Hi, I have implemented the next symbol function as advised, and it still don’t work. Can you give me an advisse how to solve it? Thank you very much. Charles.
Hi, I have finally found the problem. Very silly problem. I have forgotten the tl. in front of logsoftmax_sample and i put the key word shape in front of (1, int(padded_length)) which generated another error
This has to do with the notebook setup. The only way to run the function is by running the unittests block. In the unit tests, the execution is wrapped in a try-catch block. As a result, if your code throws any error (before your print statement), it will result in printing the standard catch block output (and not the error thrown by your function).
As this makes debugging very difficult, I would suggest the course organisers to add a block to run the code outside of a try-catch block.
Thanks a lot to all of you for your contribution towards this thread. Since, as you all highlighted and as I faced it myself, the implementation of the test-case for this function is done using try-except, which makes it pretty difficult to debug this function, hence, I will be making an issue for this right away. Additionally, since this thread, contains solution code which is against the community guidelines, I will be removing all the solution code from this thread, summarize all the possible mistakes and suggestions to fix them, and will close this thread, so that the future learners can refer to this thread meanwhile the necessary changes are done.
Hey Learners,
If you are facing an issue while debugging next_symbol, for instance, your print statements are not working, then this is because of the way test_next_symbol is implemented in the w1_unittest.py file. The implementation uses try-except clauses, which suppresses all the print statements (if there is an error), that you add to the function to try and debug the function itself. We have created an issue for this, and the team is working on finding a work-around for this. Once it is fixed, we will make sure to update this thread. In the meanwhile, you can try and refer to the possible suggestions, which are a summary of the discussions till this point in this thread.
Possible Mistakes
Take special care into how you obtain the padded_length from the token_length. Create a new code cell, and see if your code produces the following results:
token_length = 8; padded_length = 16
token_length = 9; padded_length = 16
In short, the exponent must be rounded-off using the ceil function, and not the final output. Additionally, make sure that padded_length is an integer for the next steps, if not, then use int() to convert it into one.
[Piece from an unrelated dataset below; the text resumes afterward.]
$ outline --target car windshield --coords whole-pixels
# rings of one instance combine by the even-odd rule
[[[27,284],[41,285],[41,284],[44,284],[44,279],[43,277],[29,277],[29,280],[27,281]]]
Make sure that when you call the model, you don’t use model since that is just used in the markdown and doesn’t denote any parameter that is passed to the function. You must use NMTAttn which is a parameter for the function.
When you index output to get the log_probs, you need to get the log probabilities from the last token output. Note that the last token is denoted by 3 just in the markdown, and it is not true for every example. Think about how you can access the last element of any list in Python (Hint: The length of the list is given to you).
Note that logsoftmax_sample is not a custom function that is pre-loaded into the notebook. It is a function of trax.layers, so you must call it with tl.
Additionally, when specifying the temperature for the logsoftmax_sample function, don’t hard-code it, you have to pass the temperature which is a parameter for the function.